Using only two interfaces still generates traffic, but not enough for the guest
to completely die under the pressure.
# dlstat -i 1|egrep 'LINK|lab0_'
LINK IPKTS RBYTES OPKTS OBYTES
lab0_1 52 2.23K 175.43M 15.46G
lab0_2 0 0 175.30M 15.45G
lab0_3 0 0 109.08M 9.82G
lab0_1 0 0 14.08K 1.10M
lab0_2 0 0 6.10K 476.48K
lab0_3 0 0 0 0
lab0_1 0 0 13.87K 1.08M
lab0_2 0 0 10.93K 853.61K
LINK IPKTS RBYTES OPKTS OBYTES
lab0_3 0 0 0 0
lab0_1 0 0 20.66K 1.61M
lab0_2 0 0 18.18K 1.42M
lab0_3 0 0 0 0
lab0_1 0 0 8.09K 630.88K
lab0_2 0 0 7.70K 600.67K
lab0_3 0 0 0 0
'snoop -v lab0_1' when using two NICs shows traffic from both ethernet
addresses:
# snoop -vd lab0_1|grep $(dladm show-vnic -po macaddress lab0_2)
Using device lab0_1 (promiscuous mode)
ETHER: Source = 2:8:20:1a:59:e9,
[...]
Booting Debian with ipv6.disable=1 makes the immediate issue go away: doing ip
link set up eth0 does not generate traffic. However I was able to get the same symptoms with:
ip link set up eth0
ip addr add 192.168.10.1/24 dev eth0
ping 192.168.10.2
# (just to generate some arp traffic)
# hit ^C and wait for dlstat to go down to zero
ip link set up dev eth1
boom, ARP everywhere:
LINK IPKTS RBYTES OPKTS OBYTES
lab0_1 0 0 166.65K 7.00M
lab0_2 0 0 173.59K 7.29M
Updated by Robert Mustacchi about 6 years ago
- Assignee set to Robert Mustacchi
- % Done changed from 0 to 80
- Tags deleted (
needs-triage)
I've implemented DL_PROMISC_RX_ONLY as a means to achieve this.
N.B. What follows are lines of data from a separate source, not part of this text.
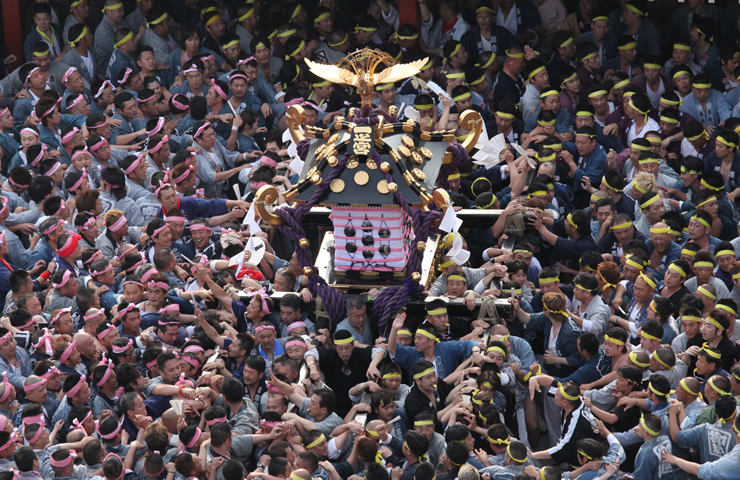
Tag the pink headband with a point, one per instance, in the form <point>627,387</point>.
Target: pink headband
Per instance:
<point>70,135</point>
<point>201,129</point>
<point>137,265</point>
<point>61,463</point>
<point>78,99</point>
<point>6,393</point>
<point>169,308</point>
<point>144,100</point>
<point>35,419</point>
<point>161,186</point>
<point>127,251</point>
<point>157,128</point>
<point>216,420</point>
<point>220,92</point>
<point>60,313</point>
<point>10,442</point>
<point>45,340</point>
<point>296,343</point>
<point>100,91</point>
<point>68,74</point>
<point>246,60</point>
<point>44,148</point>
<point>104,333</point>
<point>67,353</point>
<point>193,441</point>
<point>53,370</point>
<point>179,104</point>
<point>30,74</point>
<point>34,386</point>
<point>86,226</point>
<point>16,184</point>
<point>295,325</point>
<point>184,175</point>
<point>134,164</point>
<point>30,130</point>
<point>73,391</point>
<point>53,169</point>
<point>125,76</point>
<point>159,230</point>
<point>111,434</point>
<point>118,224</point>
<point>107,373</point>
<point>78,184</point>
<point>102,142</point>
<point>94,256</point>
<point>264,327</point>
<point>119,350</point>
<point>93,315</point>
<point>148,274</point>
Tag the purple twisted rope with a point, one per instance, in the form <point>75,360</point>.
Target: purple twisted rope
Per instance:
<point>459,158</point>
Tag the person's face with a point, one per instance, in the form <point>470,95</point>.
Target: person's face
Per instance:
<point>702,366</point>
<point>132,323</point>
<point>697,230</point>
<point>603,213</point>
<point>42,21</point>
<point>642,290</point>
<point>217,28</point>
<point>239,87</point>
<point>552,103</point>
<point>484,19</point>
<point>357,318</point>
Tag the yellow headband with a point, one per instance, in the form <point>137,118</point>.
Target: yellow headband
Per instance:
<point>724,307</point>
<point>648,336</point>
<point>677,269</point>
<point>649,202</point>
<point>423,332</point>
<point>246,15</point>
<point>648,280</point>
<point>424,373</point>
<point>321,17</point>
<point>213,20</point>
<point>714,322</point>
<point>316,442</point>
<point>633,357</point>
<point>621,226</point>
<point>567,396</point>
<point>112,7</point>
<point>125,39</point>
<point>687,389</point>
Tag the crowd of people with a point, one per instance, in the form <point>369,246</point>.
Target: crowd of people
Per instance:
<point>154,331</point>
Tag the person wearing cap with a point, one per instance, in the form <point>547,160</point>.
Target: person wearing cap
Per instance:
<point>705,104</point>
<point>105,33</point>
<point>486,36</point>
<point>81,56</point>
In my current work, it only does this via DLPI, but is not plumbed up in libdlpi at this time.
Updated by Lauri Tirkkonen over 4 years ago
In case it isn't clear, this also completely hoses ipv6 in guests even with one NIC, because DAD always fails.
Updated by Lauri Tirkkonen over 4 years ago
Lauri Tirkkonen wrote:
In case it isn't clear, this also completely hoses ipv6 in guests even with one NIC, because DAD always fails.
Actually, this is not true for an OmniOS guest, but it is for Linux.